We’ll look can look at 300% center and corner crops images from all five lenses.
In the center:
The differences are subtle, The Sony looks to be slightly softer than the rest, and the Otus sharper and more contrasty, but these are all nice images.
In the corner:
All pretty nice. The ‘lux and the Sony are the softest. The Otus has an etched contrast that some — but not I — might say is too much. Is that where the disparaging word “clinical” comes from?
CarVac says
I always wonder about “clinical” rendering…
I have a Ricoh GR which has an incredibly sharp and contrasty lens that’s definitely what one might call clinical, but it’s so frustrating that I can’t put my finger on why exactly my brain thinks it’s so bland.
My Contax zooms are actually slightly sharper than my primes, but they’re…a bit more boring like somehow.
Is the pursuit of ultimate sharpness in the end at the expense of personality?
Aside from that, in this test series I’m very impressed with how the Leica had no smearing at all: any softness was in all directions.
Jim says
I believe the pursuit of lens perfection in general (distortion, flare, CA, MTF etc) is at the expense of personality.
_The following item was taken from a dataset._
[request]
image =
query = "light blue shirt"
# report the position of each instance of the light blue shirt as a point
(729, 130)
I think that what we call personality in lenses are endearing flaws.
It’s like the old hi-fi saw: “What’s a perfect power amp sound like?” The answer is, “Nothing”.
CarVac says
My followup question would be: would a stitched panorama of a scene that would ordinarily benefit from a “beautifully” rendering lens be equally as dull as a “clinical” lens?
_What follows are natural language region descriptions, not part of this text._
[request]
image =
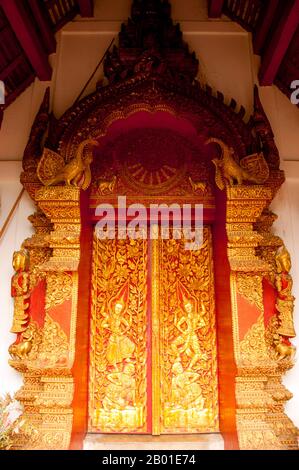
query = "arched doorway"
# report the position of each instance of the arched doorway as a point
(153, 352)
(153, 86)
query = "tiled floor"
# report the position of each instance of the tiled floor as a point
(144, 442)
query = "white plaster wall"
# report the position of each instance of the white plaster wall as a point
(286, 206)
(227, 63)
(18, 229)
A longer lens at smaller output magnification would have greatly reduced aberrations, even if it was originally a “character”-ful lens to begin with.
For example, taking a Contax Sonnar 135/2.8 (some longitudinal CA but lovely transition in and out of focus and creamy background blur) and stitching it to the field of view of an Otus 28mm with matched entrance pupil sizes.
Jim says
I bet it would move in that direction, at least.
Jim
Chris Livsey says
The HiFi quest for “nothing” is interesting as a comparison. I think the “best” amp was ( I’ve lost touch over recent years and still live happily with my Audio Research D70 MkII) one that to some extent hid the flaws and enhanced the desired characteristics coming from earlier in the chain. In lenses the lens is largely the chain on its own.
Again like HiFi, where famously the figures were sometimes (maybe always) misleading, so to with lenses, much less with sensors, perhaps, the subjective human response comes up with Leica glow and Zeiss clinical to describe really the interaction of all the parameters including ones we don’t/can’t measure. Or ones we measure but really don’t matter to be complete.
The analogy goes further I believe in that the ever present danger is to listen to the equipment in HiFi and not hear the music, in photography of course to be more concerned with the rendering ( a nice inclusive term) than the content. It is well known some had only say ten LPs (of course) and thousands worth of, usually in a state of constant flux, equipment. It may be the same in photography, certainly some (present company is certainly NOT guilty) seem to have every lens considered worthwhile and have yet to post a photograph of any interest outside of the technical.
Just as in HiFi days does that mean I don’t read reviews of lenses, well that would be silly!!!
Louis Meluso says
Just a comment about the Sony FE 90mm f/2.8. After checking all apertures on a target indoors, on the A7R2, I had a somewhat similar reading. Very Good wide open in the center and improving slightly as I stopped down in 1/3 stops…till f/4 where the contrast dropped noticeably. It jumped right back up at F/41/3 though and peaked at f/42/3. Corners peaked at f/8.